The district told Fietek that he and the students would not be allowed to use the word “gay” in their club name. Officials also said that in order to allow middle school students to participate in a club addressing homosexuality, they would need permission slips from their parents, something no other club required.

Fietek and the students didn’t quit, and they planned their new meeting date for October. Once again the district told them they would not be allowed to meet. The school’s principal, along with Fietek and the students, made it known that they would not accept another delay, and for the third time planned a first meeting, this one in November.

One week before the meeting, Sam Johnson climbed into her bathtub and fired a hunting rifle into her mouth. “She was a girl that was viciously targeted,” Fietek says. Her short haircut and tomboyish appearance became the grounds for brutal anti-gay bullying, whether or not she identified as gay. “So unfortunately instead of our first meeting being this celebration, it was, ‘how do we grieve the fact that we lost one of these members of our group?’”

The Last Straw

Johnson’s suicide was the first in a tragic string. Some students identified or were perceived to identify as LGBT, while others did not.
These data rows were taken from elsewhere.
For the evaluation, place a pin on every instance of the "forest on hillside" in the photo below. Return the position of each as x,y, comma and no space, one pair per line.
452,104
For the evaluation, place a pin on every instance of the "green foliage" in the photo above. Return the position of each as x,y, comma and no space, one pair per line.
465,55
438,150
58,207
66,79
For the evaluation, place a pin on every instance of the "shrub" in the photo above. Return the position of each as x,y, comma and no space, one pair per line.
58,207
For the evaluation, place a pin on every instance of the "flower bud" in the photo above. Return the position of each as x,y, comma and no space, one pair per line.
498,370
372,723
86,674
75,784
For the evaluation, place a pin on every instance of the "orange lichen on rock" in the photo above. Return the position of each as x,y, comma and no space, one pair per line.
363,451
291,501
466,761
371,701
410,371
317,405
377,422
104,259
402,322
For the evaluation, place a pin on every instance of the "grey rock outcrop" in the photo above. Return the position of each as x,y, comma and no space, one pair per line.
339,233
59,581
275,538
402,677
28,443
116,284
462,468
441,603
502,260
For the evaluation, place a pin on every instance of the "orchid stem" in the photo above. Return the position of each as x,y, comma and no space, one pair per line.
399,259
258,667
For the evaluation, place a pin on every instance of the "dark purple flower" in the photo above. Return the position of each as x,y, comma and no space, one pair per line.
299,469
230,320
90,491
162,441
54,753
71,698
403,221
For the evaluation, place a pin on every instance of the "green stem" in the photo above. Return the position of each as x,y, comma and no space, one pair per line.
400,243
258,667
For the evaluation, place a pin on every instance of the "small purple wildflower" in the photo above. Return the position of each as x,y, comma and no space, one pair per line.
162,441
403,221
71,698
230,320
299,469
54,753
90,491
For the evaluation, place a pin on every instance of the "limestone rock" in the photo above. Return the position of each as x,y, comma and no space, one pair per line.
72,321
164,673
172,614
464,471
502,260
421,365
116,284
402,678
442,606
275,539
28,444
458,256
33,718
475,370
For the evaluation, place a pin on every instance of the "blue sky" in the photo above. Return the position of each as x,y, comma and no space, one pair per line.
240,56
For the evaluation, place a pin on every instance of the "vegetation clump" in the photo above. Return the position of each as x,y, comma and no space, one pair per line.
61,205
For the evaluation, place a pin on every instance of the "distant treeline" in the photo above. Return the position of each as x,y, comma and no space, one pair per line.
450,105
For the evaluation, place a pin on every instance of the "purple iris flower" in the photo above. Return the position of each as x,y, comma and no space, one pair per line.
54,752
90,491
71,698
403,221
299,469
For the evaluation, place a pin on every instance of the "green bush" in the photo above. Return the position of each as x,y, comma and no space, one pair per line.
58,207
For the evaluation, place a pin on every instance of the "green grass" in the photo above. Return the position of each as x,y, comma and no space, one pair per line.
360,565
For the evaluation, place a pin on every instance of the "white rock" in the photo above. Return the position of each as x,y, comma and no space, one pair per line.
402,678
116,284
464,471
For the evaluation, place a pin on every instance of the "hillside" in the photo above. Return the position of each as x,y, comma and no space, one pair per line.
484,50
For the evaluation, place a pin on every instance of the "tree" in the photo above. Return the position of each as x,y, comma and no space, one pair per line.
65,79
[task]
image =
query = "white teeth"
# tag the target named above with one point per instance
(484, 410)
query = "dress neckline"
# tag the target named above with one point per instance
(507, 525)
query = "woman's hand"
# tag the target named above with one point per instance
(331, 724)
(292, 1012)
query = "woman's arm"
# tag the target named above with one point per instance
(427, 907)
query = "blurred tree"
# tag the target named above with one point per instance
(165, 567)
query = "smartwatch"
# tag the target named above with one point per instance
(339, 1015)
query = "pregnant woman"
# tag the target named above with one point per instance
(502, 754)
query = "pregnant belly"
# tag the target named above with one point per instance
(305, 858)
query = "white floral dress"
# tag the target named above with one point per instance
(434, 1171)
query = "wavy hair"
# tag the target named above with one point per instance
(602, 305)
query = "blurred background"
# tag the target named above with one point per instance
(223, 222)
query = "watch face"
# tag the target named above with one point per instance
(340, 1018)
State health officials classified Anoka-Hennepin a suicide contagion area by April 2010.

That July, Justin Aaberg’s death brought the suicide toll to six.

Lindsey and an organized team of parents and faculty—now Anoka-Hennepin’s new Gay Equity Team—planned a barbeque to discuss their concerns and try to form a plan of action to help the students. After everything that happened, though, Fietek and many of the activists felt that it wasn’t enough.

“It was only about a week after Justin died,” Lindsey says. “And that was it. We just decided that it had to end.”

But the crisis was far from over. A month later, Tammy Aaberg made her impassioned speech to the school board. The district started getting media attention, but the situation in Anoka-Hennepin schools deteriorated.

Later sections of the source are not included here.